In some versions of TAS, the mysql cluster runs parallel applier threads. The applier threads can get into a race condition when the server node joins the cluster. The node will fail to join, and will get into a bad state.
The condition was introduced in pxc/1.0.12, which was bundled with TAS 4.0.5. The workaround that sets wsrep_applier_threads to 1 is included with TAS 4.0.21+ and 6.0.1+. The underlying bug that caused the deadlock with values > 1 was fixed in pxc/1.0.29 which shipped with TAS v4.0.25
Preferred workaround
Edit the appropriate config file on the Ops Manager VM, then applying changes to the TAS tile.

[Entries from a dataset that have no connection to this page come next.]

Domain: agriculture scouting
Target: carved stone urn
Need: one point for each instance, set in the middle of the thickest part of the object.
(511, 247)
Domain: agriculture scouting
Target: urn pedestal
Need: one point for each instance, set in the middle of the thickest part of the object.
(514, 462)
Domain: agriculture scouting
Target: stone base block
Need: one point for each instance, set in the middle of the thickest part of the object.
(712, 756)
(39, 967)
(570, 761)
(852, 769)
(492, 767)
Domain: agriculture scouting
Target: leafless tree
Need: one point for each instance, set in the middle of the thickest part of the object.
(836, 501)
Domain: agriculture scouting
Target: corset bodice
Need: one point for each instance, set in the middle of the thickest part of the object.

Find the config file by running this command with root privilege on the Ops Man VM:
sudo find /var/tempest/workspaces/default/metadata -exec grep -l "^name: cf" {} \;
FInd these lines
engine_config:
galera:
enabled: true
Add this line directly under "enabled: true", aligned with the first "e" in enabled. Correct alignment is essential to YAML syntax; otherwise you will see a 500 server error in the Ops Man UI.
wsrep_applier_threads: 1
Here are automated steps
$ ssh $opsmgr_vm # <- e.g. "smith ssh" in a Shepherd environment
$ sudo -i
# cf_metadata="$(grep -lr '^name: cf' /var/tempest/workspaces/default/metadata/)"

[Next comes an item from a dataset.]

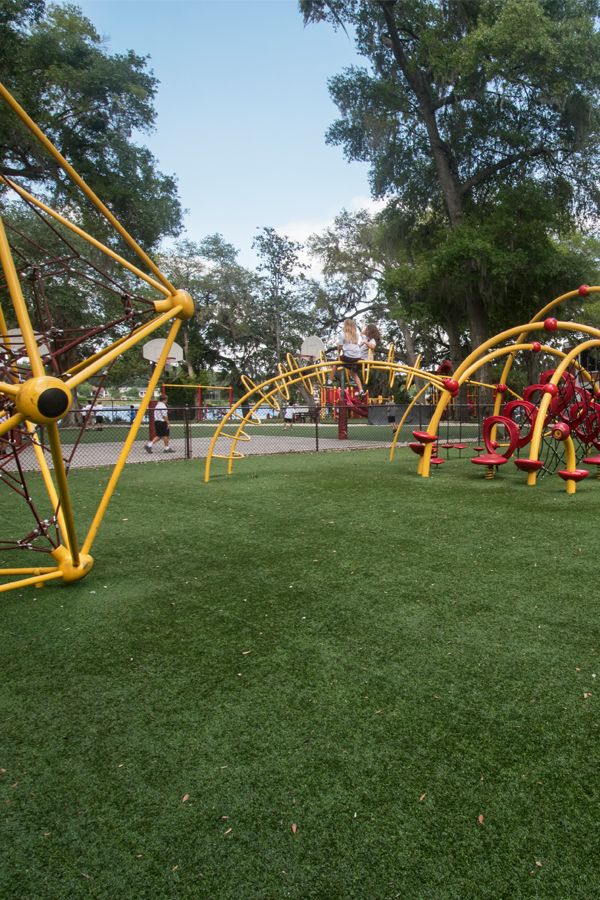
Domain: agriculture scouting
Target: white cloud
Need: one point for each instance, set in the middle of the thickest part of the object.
(301, 229)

# cp "$cf_metadata" $HOME/original_cf_metadata.yml # <- just a backup to be safe
# cp "$cf_metadata" /tmp/cf.yml
# sed -i'' -r -e '/innodb_buffer_pool_size_percent:/i\ wsrep_applier_threads: 1' /tmp/cf.yml
# diff -u "$cf_metadata" /tmp/cf.yml
--- /var/tempest/workspaces/default/metadata/cbd28b16e356.yml 2024-04-08 11:55:30.312043459 +0000
+++ /tmp/cf.yml 2024-04-08 15:12:51.448307401 +0000
@@ -8799,6 +8799,7 @@
engine_config:
galera:
enabled: true
+ wsrep_applier_threads: 1
innodb_buffer_pool_size_percent: 50
innodb_flush_log_at_trx_commit: 2
innodb_strict_mode: true
### If the change look correct and similar to the above output, replace the metadata
# mv /tmp/cf.yml "$cf_metadata"
Inspect formatting of file. Make sure the wsrep_applier_threads line starts directly under "enabled: true", aligned with the first "e" in enabled. Correct alignment is essential to YAML syntax; otherwise you will see a 500 server error in the Ops Man UI.

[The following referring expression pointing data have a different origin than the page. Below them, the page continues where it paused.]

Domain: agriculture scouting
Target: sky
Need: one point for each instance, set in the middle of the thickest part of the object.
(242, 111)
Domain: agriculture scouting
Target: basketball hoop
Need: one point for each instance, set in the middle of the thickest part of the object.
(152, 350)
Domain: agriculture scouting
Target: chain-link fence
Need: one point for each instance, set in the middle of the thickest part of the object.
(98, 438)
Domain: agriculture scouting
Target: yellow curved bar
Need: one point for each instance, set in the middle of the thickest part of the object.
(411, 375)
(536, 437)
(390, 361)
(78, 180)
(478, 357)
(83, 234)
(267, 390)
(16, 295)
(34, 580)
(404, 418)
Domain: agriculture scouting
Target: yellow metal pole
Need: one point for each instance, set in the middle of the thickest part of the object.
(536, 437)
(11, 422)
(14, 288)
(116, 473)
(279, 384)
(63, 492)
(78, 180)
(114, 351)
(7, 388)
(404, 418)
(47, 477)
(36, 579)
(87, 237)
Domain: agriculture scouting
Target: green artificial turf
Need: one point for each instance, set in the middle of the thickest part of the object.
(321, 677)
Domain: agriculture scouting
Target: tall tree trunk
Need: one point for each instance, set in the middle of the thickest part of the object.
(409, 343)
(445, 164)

### Make sure the file ownership is correct:
chown tempest-web:tempest-web $cf_metadata
Once this change is saved and you run Apply Changes to the TAS tile, the fix is in place. It’s also possible to edit the my.cnf file (mysql configuration) on each mysql server node; this would avoid the need to apply changes to the whole TAS deployment.
Faster but less persistent workaround
ssh $opsmgrvm
echo -e "[mysqld]\nwsrep_applier_threads = 1" >> /var/vcap/jobs/pxc-mysql/config/my.cnf
Executing monit restart galera-init afterwards will ensure the change is applied successfully, otherwise it will just be picked up on the next restart.
This method is less persistent than the preferred workaround; it will not be retained after a stemcell upgrade, or after any bosh recreate operations.